Here is an example when “java.exe” is set as the executable parameter and produces output to STDERR:

b3

Vendor Response

This issue was responsibly reported to the vendor via the EU FOSSA bounty program operated by Intigriti. Vendor analysis indicated that the core cause for this issue has to do with the way the Java Runtime Environment (JRE) interprets command arguments in Windows specifically and doesn’t impact Apache Tomcat when used with other operating systems. The vendor assigned CVE-2019-0232 to track this issue and provided a fix.

The vendor fix consists of two parts:

  • Disabling command line arguments from being passed to the CGI servlet in the default configuration (“enableCmdLineArguments” set to “false“) for Tomcat 7 and 8  – this was already disabled by default in Tomcat 9.
  • Adding a new configuration parameter (“cmdLineArgumentsDecoded“) to the default CGI configuration that will be used for input validation if passing of command line arguments is enabled and will be set to the following regular expression (OS specific). Note that if the user changes this parameter, they may become vulnerable again.
    • Windows - [[a-zA-Z0-9\Q-_.\\/:\E]+]
    • Other operating systems - [.*]

Affected Versions and Mitigation

Apache Tomcat is only vulnerable to this issue if the following conditions are met:

  • Running on Windows
  • CGI support is enabled either via the web.xml for a specific web application or the server as whole (see documentation). This is disabled by default.
  • The “privileged” setting is set to “true” in the Context element. This is “false” by default.
  • Tomcat 9 onlyenableCmdLineArguments is set to “true” (enabled by default in Tomcat 7 and 8)
  • The “executable” parameter is empty, and the the CGI scripts being executed are batch files (either .bat or .cmd). It is not clear if other commands that use “cmd.exe” are vulnerable as well.

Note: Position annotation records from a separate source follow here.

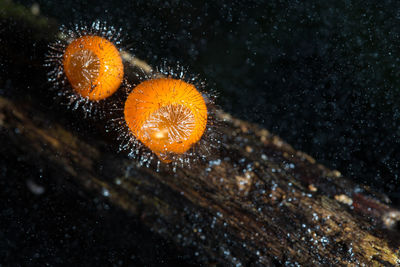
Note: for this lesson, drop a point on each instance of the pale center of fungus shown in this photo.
(83, 69)
(169, 124)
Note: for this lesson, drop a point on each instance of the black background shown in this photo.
(323, 75)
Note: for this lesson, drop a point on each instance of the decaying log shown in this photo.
(258, 202)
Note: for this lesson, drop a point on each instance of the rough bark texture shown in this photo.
(259, 202)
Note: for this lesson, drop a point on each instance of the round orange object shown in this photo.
(93, 67)
(167, 115)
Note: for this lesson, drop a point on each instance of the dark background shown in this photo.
(323, 75)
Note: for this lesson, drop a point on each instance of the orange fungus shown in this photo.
(93, 67)
(167, 115)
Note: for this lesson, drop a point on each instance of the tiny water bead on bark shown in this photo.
(167, 115)
(93, 67)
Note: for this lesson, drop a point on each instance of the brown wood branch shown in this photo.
(262, 203)
(258, 202)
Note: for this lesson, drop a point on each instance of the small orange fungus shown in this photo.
(167, 115)
(93, 67)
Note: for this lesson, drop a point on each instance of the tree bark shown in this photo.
(258, 202)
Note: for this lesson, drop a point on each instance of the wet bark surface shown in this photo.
(257, 201)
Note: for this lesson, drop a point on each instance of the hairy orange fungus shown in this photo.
(167, 115)
(93, 67)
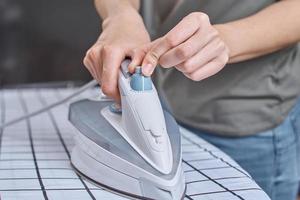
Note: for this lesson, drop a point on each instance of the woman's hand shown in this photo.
(193, 46)
(121, 34)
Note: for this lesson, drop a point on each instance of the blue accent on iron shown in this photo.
(139, 82)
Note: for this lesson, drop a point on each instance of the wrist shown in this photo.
(230, 38)
(126, 16)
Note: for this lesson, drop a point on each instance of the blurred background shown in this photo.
(45, 41)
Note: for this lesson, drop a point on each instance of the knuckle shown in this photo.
(224, 59)
(111, 49)
(152, 57)
(186, 67)
(200, 16)
(204, 17)
(85, 62)
(182, 53)
(214, 32)
(194, 77)
(108, 90)
(108, 49)
(170, 40)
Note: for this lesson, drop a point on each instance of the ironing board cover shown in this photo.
(35, 156)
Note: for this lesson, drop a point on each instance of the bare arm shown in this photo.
(199, 49)
(122, 31)
(109, 8)
(271, 29)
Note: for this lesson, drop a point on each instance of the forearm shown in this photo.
(110, 8)
(273, 28)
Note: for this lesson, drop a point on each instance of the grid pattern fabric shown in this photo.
(35, 156)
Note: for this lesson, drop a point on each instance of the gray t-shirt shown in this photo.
(244, 98)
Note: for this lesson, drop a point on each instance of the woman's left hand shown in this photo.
(193, 47)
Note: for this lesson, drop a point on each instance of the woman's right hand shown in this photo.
(121, 34)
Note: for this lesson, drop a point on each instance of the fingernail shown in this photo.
(147, 69)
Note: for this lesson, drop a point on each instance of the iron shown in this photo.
(134, 151)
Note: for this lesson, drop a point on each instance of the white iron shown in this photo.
(135, 151)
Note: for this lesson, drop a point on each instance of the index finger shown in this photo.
(180, 33)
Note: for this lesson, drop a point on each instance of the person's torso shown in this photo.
(244, 98)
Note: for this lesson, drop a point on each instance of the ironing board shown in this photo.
(35, 156)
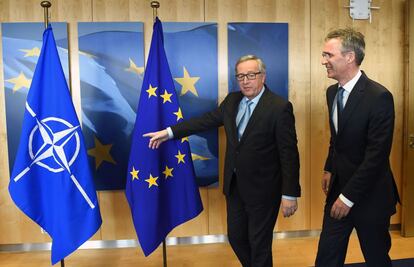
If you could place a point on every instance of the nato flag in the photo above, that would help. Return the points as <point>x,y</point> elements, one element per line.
<point>51,181</point>
<point>160,188</point>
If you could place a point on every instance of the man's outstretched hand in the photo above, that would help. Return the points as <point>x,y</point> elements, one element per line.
<point>157,138</point>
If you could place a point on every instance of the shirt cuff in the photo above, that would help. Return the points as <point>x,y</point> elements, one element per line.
<point>346,201</point>
<point>288,197</point>
<point>170,133</point>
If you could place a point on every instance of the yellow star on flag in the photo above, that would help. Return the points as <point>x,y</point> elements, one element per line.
<point>151,91</point>
<point>20,82</point>
<point>179,114</point>
<point>168,172</point>
<point>34,52</point>
<point>152,181</point>
<point>166,97</point>
<point>188,83</point>
<point>134,68</point>
<point>101,153</point>
<point>134,173</point>
<point>180,157</point>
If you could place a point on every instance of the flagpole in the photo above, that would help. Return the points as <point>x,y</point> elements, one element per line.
<point>155,5</point>
<point>46,5</point>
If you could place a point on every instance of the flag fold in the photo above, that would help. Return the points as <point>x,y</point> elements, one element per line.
<point>161,188</point>
<point>51,181</point>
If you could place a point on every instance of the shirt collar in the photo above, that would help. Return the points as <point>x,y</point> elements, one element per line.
<point>256,99</point>
<point>351,84</point>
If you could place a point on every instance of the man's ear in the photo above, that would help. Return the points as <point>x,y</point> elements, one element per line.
<point>350,57</point>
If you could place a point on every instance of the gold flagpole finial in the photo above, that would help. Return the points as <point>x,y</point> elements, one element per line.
<point>155,5</point>
<point>46,5</point>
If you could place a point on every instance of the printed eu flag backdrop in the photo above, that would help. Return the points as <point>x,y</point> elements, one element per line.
<point>51,181</point>
<point>269,41</point>
<point>191,50</point>
<point>111,63</point>
<point>161,188</point>
<point>21,49</point>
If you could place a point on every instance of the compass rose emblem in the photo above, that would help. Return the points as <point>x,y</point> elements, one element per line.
<point>54,144</point>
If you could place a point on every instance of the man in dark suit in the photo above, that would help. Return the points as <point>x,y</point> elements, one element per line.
<point>358,182</point>
<point>261,162</point>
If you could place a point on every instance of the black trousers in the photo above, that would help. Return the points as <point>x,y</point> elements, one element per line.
<point>250,228</point>
<point>373,234</point>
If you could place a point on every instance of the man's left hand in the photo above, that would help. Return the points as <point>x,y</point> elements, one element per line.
<point>289,207</point>
<point>339,209</point>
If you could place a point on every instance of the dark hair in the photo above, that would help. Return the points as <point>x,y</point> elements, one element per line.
<point>351,40</point>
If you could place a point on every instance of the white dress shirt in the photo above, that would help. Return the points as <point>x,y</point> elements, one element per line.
<point>348,89</point>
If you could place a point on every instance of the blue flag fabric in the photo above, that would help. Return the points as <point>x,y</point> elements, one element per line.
<point>161,188</point>
<point>51,181</point>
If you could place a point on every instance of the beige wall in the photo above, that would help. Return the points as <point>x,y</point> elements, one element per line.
<point>309,21</point>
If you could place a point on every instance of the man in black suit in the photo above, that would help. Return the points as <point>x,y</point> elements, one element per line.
<point>358,182</point>
<point>261,162</point>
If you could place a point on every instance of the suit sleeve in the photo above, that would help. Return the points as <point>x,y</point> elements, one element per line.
<point>379,141</point>
<point>288,152</point>
<point>209,120</point>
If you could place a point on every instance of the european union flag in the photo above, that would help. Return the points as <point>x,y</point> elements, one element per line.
<point>51,181</point>
<point>161,188</point>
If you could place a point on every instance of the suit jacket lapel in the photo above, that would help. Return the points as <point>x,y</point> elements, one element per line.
<point>259,108</point>
<point>353,101</point>
<point>233,109</point>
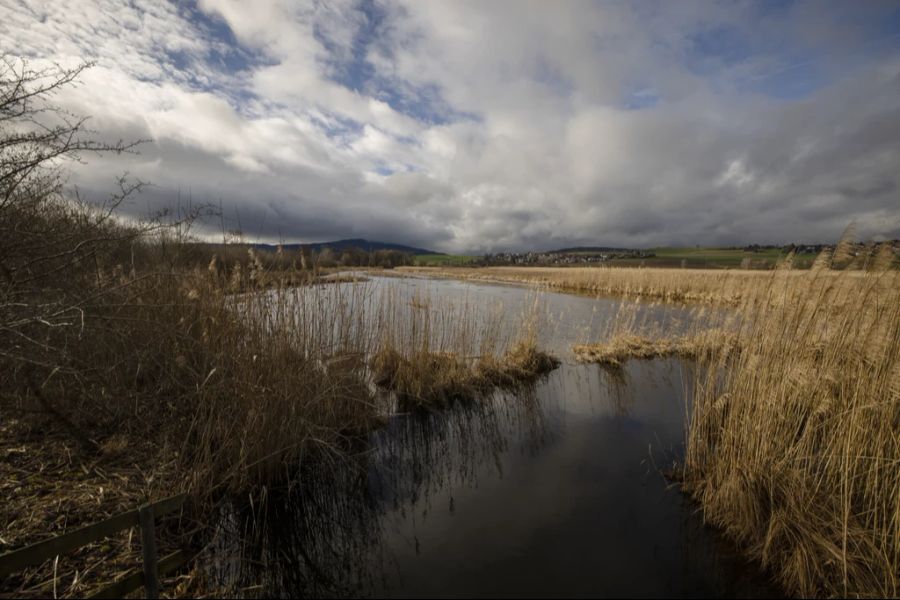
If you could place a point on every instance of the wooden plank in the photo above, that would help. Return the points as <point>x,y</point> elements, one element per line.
<point>171,504</point>
<point>148,552</point>
<point>134,579</point>
<point>39,552</point>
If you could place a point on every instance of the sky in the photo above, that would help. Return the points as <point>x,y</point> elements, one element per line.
<point>490,126</point>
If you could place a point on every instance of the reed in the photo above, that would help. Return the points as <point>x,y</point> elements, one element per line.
<point>431,352</point>
<point>793,444</point>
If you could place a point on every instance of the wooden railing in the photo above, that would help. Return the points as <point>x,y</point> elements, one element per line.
<point>148,576</point>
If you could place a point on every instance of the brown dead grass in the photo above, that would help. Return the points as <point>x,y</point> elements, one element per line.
<point>623,347</point>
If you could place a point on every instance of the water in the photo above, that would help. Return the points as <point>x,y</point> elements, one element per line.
<point>553,491</point>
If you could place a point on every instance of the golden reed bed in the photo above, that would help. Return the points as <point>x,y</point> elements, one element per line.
<point>793,442</point>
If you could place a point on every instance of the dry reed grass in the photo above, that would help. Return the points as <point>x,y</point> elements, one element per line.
<point>432,353</point>
<point>793,445</point>
<point>708,286</point>
<point>626,346</point>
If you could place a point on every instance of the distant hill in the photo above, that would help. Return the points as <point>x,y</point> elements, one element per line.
<point>341,245</point>
<point>584,249</point>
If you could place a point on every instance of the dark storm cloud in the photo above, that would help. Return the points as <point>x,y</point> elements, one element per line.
<point>483,126</point>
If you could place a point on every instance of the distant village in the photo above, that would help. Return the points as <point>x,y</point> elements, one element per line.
<point>563,257</point>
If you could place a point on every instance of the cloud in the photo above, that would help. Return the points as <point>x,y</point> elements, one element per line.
<point>472,126</point>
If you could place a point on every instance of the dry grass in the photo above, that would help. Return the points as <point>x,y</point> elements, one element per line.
<point>626,346</point>
<point>708,286</point>
<point>793,444</point>
<point>432,353</point>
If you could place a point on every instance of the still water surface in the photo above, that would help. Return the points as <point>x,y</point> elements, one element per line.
<point>552,491</point>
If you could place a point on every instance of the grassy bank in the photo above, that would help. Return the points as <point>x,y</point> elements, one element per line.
<point>792,444</point>
<point>136,364</point>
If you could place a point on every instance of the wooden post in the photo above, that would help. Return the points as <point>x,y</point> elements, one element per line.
<point>148,550</point>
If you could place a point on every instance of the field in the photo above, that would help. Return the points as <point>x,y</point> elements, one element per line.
<point>722,258</point>
<point>442,260</point>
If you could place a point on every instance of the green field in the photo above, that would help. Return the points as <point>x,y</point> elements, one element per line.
<point>442,260</point>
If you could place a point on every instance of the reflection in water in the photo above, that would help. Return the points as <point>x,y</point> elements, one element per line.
<point>551,490</point>
<point>554,490</point>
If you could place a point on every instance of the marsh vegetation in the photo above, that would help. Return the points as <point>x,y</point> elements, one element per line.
<point>134,363</point>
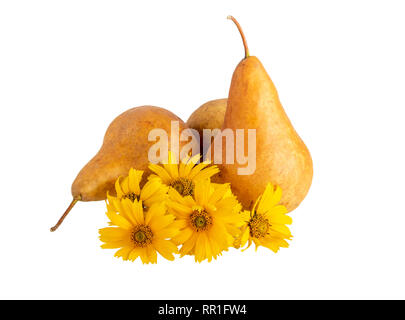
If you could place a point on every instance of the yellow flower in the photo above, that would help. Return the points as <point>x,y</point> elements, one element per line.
<point>265,225</point>
<point>129,188</point>
<point>182,177</point>
<point>140,234</point>
<point>209,220</point>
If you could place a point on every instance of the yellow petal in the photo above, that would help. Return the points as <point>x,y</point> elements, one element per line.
<point>161,172</point>
<point>165,248</point>
<point>119,220</point>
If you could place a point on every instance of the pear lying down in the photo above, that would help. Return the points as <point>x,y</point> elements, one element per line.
<point>125,146</point>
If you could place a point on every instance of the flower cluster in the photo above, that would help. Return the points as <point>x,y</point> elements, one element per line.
<point>180,211</point>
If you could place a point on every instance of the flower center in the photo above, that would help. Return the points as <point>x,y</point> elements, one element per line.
<point>200,220</point>
<point>142,236</point>
<point>259,226</point>
<point>183,186</point>
<point>132,196</point>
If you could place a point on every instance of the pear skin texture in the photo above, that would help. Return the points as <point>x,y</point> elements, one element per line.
<point>125,146</point>
<point>210,115</point>
<point>281,156</point>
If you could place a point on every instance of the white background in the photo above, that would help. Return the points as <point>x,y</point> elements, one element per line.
<point>67,68</point>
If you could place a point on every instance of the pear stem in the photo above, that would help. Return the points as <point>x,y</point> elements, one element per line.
<point>241,34</point>
<point>71,205</point>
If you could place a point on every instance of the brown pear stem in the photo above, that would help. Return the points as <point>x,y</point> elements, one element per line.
<point>241,34</point>
<point>72,204</point>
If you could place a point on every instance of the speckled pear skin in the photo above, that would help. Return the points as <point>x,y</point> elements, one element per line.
<point>210,115</point>
<point>282,157</point>
<point>125,146</point>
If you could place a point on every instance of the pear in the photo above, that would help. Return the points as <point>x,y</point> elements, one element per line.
<point>210,115</point>
<point>125,146</point>
<point>281,156</point>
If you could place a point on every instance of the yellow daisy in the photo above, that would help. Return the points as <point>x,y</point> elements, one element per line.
<point>265,225</point>
<point>140,234</point>
<point>182,177</point>
<point>129,188</point>
<point>208,221</point>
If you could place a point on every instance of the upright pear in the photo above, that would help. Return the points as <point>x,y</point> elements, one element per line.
<point>125,146</point>
<point>281,156</point>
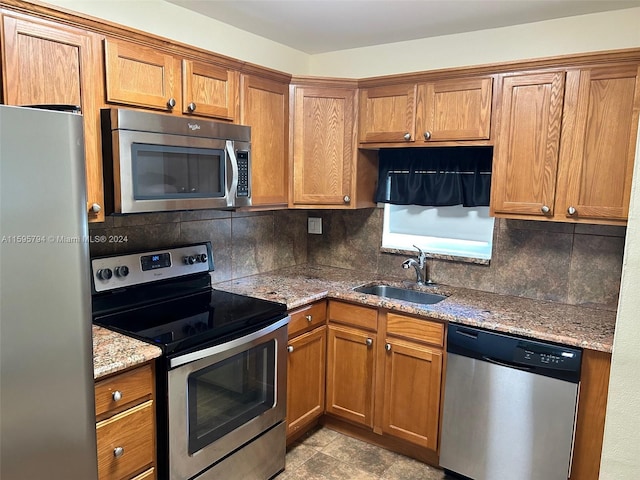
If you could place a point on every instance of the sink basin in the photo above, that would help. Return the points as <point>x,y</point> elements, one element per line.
<point>404,294</point>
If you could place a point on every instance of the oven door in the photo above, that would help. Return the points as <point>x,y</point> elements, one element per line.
<point>157,172</point>
<point>223,397</point>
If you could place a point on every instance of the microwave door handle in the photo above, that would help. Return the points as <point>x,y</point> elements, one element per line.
<point>233,189</point>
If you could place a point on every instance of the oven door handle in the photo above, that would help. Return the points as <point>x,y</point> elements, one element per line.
<point>199,354</point>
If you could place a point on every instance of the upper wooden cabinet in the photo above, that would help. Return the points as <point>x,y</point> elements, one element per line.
<point>525,157</point>
<point>328,171</point>
<point>387,114</point>
<point>566,144</point>
<point>147,77</point>
<point>264,106</point>
<point>49,63</point>
<point>598,143</point>
<point>427,112</point>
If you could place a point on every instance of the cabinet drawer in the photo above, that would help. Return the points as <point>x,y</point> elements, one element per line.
<point>146,475</point>
<point>131,430</point>
<point>355,315</point>
<point>133,386</point>
<point>415,329</point>
<point>308,317</point>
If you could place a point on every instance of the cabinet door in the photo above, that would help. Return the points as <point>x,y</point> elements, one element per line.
<point>387,114</point>
<point>413,375</point>
<point>305,378</point>
<point>454,110</point>
<point>209,90</point>
<point>48,63</point>
<point>140,76</point>
<point>525,160</point>
<point>350,374</point>
<point>598,142</point>
<point>264,106</point>
<point>323,146</point>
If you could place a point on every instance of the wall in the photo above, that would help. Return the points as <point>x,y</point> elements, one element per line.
<point>170,21</point>
<point>243,243</point>
<point>584,33</point>
<point>558,262</point>
<point>620,460</point>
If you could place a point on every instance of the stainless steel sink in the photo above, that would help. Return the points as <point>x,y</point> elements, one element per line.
<point>404,294</point>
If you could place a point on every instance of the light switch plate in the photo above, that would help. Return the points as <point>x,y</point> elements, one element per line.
<point>314,225</point>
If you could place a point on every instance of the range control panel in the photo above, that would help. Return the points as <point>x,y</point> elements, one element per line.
<point>119,271</point>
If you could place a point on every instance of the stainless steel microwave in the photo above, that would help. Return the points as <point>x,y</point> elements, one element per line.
<point>155,162</point>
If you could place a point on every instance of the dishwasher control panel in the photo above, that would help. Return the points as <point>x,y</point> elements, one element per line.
<point>509,351</point>
<point>558,358</point>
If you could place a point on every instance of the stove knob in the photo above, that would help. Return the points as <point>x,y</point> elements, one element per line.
<point>188,329</point>
<point>122,271</point>
<point>104,274</point>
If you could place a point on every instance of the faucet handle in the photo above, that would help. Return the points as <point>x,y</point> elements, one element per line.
<point>422,256</point>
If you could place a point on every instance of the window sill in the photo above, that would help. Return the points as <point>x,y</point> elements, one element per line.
<point>437,256</point>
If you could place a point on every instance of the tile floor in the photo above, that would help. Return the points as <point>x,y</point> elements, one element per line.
<point>325,454</point>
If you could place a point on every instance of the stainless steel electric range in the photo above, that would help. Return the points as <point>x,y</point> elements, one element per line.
<point>221,383</point>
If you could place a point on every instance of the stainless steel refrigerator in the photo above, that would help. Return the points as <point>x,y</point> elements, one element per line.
<point>47,416</point>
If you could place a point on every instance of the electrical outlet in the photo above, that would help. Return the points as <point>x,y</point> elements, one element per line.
<point>314,225</point>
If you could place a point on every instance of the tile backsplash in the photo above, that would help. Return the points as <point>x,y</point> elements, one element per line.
<point>566,263</point>
<point>243,243</point>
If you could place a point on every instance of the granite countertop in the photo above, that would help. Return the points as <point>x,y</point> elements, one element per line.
<point>570,325</point>
<point>113,352</point>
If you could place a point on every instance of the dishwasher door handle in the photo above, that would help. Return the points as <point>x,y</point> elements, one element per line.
<point>506,364</point>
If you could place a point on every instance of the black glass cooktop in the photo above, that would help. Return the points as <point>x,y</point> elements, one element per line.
<point>194,321</point>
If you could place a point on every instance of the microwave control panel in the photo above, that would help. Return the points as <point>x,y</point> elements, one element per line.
<point>243,173</point>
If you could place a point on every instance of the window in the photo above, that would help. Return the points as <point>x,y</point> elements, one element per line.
<point>458,231</point>
<point>437,199</point>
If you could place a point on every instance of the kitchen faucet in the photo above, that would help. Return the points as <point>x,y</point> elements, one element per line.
<point>420,266</point>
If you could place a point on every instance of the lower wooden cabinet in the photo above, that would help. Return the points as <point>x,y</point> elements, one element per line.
<point>305,379</point>
<point>125,428</point>
<point>306,367</point>
<point>384,372</point>
<point>412,387</point>
<point>351,365</point>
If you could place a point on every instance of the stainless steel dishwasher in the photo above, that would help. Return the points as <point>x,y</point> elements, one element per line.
<point>509,407</point>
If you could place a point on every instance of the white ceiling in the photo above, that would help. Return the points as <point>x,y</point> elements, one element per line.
<point>317,26</point>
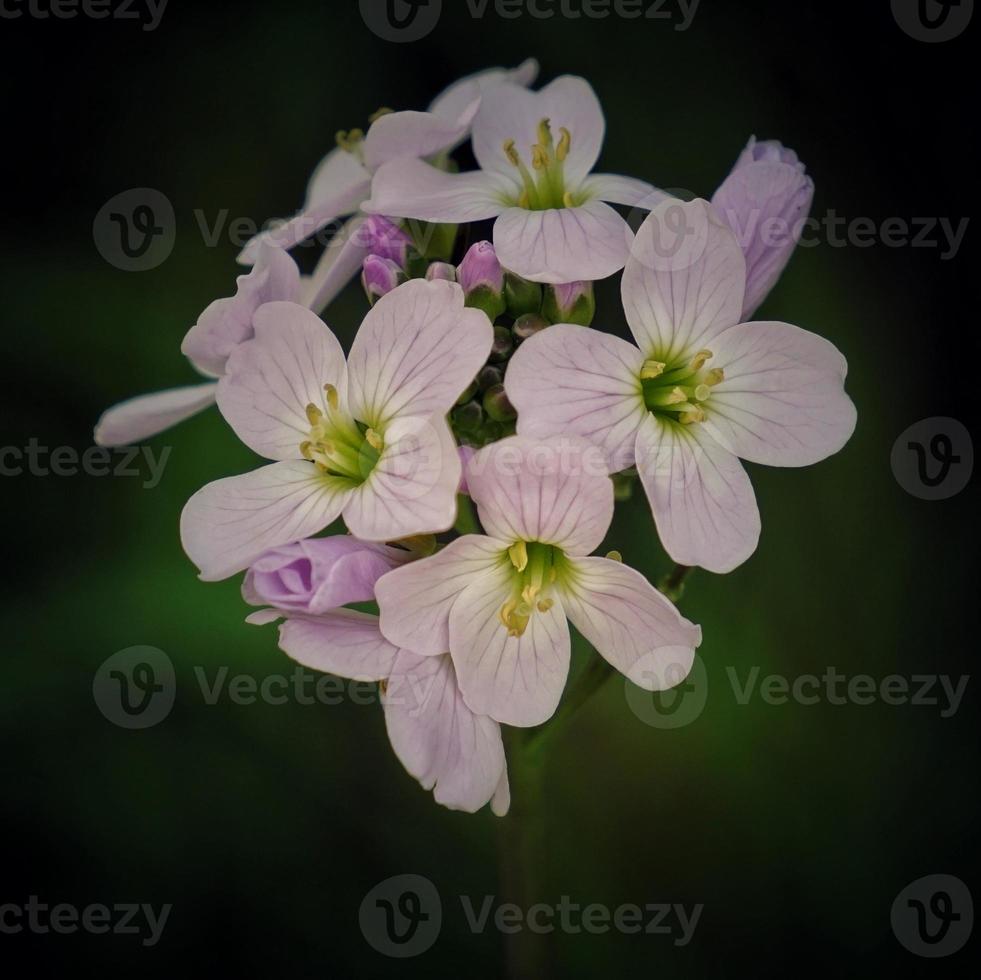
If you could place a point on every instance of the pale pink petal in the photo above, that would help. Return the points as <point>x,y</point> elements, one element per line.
<point>415,602</point>
<point>271,379</point>
<point>412,488</point>
<point>416,351</point>
<point>782,401</point>
<point>563,244</point>
<point>627,620</point>
<point>570,379</point>
<point>139,418</point>
<point>414,189</point>
<point>508,112</point>
<point>517,680</point>
<point>342,642</point>
<point>226,525</point>
<point>556,491</point>
<point>440,741</point>
<point>684,281</point>
<point>703,503</point>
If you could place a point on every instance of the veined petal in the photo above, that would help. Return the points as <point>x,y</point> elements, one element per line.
<point>575,380</point>
<point>440,741</point>
<point>629,622</point>
<point>415,602</point>
<point>782,401</point>
<point>412,488</point>
<point>703,503</point>
<point>416,351</point>
<point>517,680</point>
<point>342,642</point>
<point>684,280</point>
<point>226,525</point>
<point>139,418</point>
<point>556,491</point>
<point>563,244</point>
<point>414,189</point>
<point>271,379</point>
<point>508,112</point>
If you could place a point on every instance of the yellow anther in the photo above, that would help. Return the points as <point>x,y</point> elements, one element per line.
<point>518,553</point>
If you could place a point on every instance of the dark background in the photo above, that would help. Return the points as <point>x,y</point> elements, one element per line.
<point>265,825</point>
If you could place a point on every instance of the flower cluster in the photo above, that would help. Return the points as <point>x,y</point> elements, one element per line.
<point>476,436</point>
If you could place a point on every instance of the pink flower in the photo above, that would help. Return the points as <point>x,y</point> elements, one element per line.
<point>699,391</point>
<point>367,439</point>
<point>536,151</point>
<point>499,601</point>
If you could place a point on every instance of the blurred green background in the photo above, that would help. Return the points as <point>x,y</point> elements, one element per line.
<point>265,825</point>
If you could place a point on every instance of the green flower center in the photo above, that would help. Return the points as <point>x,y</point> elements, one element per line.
<point>680,391</point>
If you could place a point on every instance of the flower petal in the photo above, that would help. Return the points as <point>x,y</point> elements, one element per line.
<point>416,351</point>
<point>139,418</point>
<point>342,642</point>
<point>627,620</point>
<point>517,680</point>
<point>703,503</point>
<point>414,189</point>
<point>782,401</point>
<point>556,491</point>
<point>270,380</point>
<point>226,525</point>
<point>684,280</point>
<point>412,488</point>
<point>440,741</point>
<point>508,112</point>
<point>575,380</point>
<point>415,602</point>
<point>563,244</point>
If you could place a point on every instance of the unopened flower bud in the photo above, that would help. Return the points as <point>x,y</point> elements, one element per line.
<point>482,279</point>
<point>380,276</point>
<point>570,302</point>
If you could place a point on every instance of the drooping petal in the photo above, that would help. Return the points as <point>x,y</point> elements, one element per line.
<point>139,418</point>
<point>412,488</point>
<point>563,244</point>
<point>416,351</point>
<point>271,379</point>
<point>415,602</point>
<point>414,189</point>
<point>517,680</point>
<point>508,112</point>
<point>684,280</point>
<point>342,642</point>
<point>556,491</point>
<point>440,741</point>
<point>226,525</point>
<point>782,401</point>
<point>628,621</point>
<point>569,379</point>
<point>703,503</point>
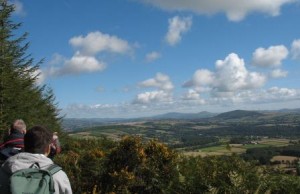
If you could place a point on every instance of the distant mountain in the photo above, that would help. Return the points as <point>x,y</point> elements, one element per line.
<point>183,116</point>
<point>238,114</point>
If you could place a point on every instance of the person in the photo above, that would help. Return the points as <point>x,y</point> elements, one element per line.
<point>55,146</point>
<point>37,142</point>
<point>14,142</point>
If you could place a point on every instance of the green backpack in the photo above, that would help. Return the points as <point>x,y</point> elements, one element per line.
<point>34,180</point>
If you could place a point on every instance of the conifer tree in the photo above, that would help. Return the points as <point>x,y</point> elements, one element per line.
<point>20,96</point>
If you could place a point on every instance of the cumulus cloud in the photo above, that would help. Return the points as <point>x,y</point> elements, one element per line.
<point>163,93</point>
<point>87,51</point>
<point>160,81</point>
<point>153,96</point>
<point>152,56</point>
<point>201,77</point>
<point>282,93</point>
<point>270,57</point>
<point>230,75</point>
<point>295,50</point>
<point>77,64</point>
<point>278,73</point>
<point>177,26</point>
<point>235,10</point>
<point>96,42</point>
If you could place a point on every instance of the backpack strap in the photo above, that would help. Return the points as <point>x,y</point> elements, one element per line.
<point>52,169</point>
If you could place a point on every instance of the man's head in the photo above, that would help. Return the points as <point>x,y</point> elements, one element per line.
<point>37,140</point>
<point>19,125</point>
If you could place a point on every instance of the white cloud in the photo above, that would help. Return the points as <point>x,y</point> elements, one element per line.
<point>271,57</point>
<point>153,97</point>
<point>282,93</point>
<point>96,42</point>
<point>235,10</point>
<point>201,77</point>
<point>152,56</point>
<point>76,65</point>
<point>230,75</point>
<point>278,73</point>
<point>295,50</point>
<point>177,26</point>
<point>160,81</point>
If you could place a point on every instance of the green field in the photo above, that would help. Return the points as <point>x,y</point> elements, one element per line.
<point>237,148</point>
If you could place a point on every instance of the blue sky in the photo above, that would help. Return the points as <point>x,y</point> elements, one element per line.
<point>134,58</point>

The vendor indicated that the following versions are vulnerable (no information is available on earlier versions):

  • Tomcat 9 – versions 9.0.0.M1 through 9.0.17 (9.0.18 is not affected)
  • Tomcat 8 – versions 8.5.0 to 8.5.39
  • Tomcat 7 – versions 7.0.0 to 7.0.93

Users are encouraged to upgrade to the following fixed versions or later:

IMPORTANT NOTE: even when running a fixed version, you SHOULD NOT change the “cmdLineArgumentsDecoded” configuration parameter to a different value. If you do, your installation may become vulnerable. If an upgrade is not possible, users can apply one of the following mitigations:

  • Disable CGI support (it is disabled by default)
  • Or set the “enableCmdLineArguments” parameter to “false“. This setting will disable command line arguments from being passed via the CGI servlet.

Bounty Information

This report satisfied the requirement of the EU FOSSA bounty program and a bounty has been paid.

References

Blog post on JRE behavior: see here (Markus Wulftange)
CGI Standard: RFC 3875
CVE-ID: CVE-2019-0232
CVSS v2.0 Score: 9.3 – (AV:N/AC:M/Au:N/C:C/I:C/A:C)
CVSS v3.0 Score: 8.1 – (AV:N/AC:H/PR:N/UI:N/S:U/C:H/I:H/A:H)
Tomcat CGI Servlet source code: see GitHub
Vendor advisory: see here

Credits

Text of the advisory written by Yakov Shafranovich.

Timeline

2019-02-14: Initial report submitted to the platform
2019-02-17: Initial report validated by the platform
2019-03-03: Report acknowledged by the vendor
2019-03-14: Interim evaluation received from the vendor
2019-03-22: Communication with the vendor
2019-04-10: Public advisory issued by the vendor
2019-04-30: Public disclosure by reporter

4 thoughts on “Remote Code Execution (RCE) in CGI Servlet – Apache Tomcat on Windows – CVE-2019-0232

  1. Looks like the issue was a 0day for some time. It took several days to ship a patched version after they published the advisory. 9.0.18 was not released in the end, only 9.0.19 contains the patch.

    By the way, is the original report for EU FOSSA bounty program publicly available?

    Like

  2. The published the advisory before the official release because the patch could be seen in the commit history publicly

    Regarding the original report – that is not available publicly which is why we wrote this advisory instead.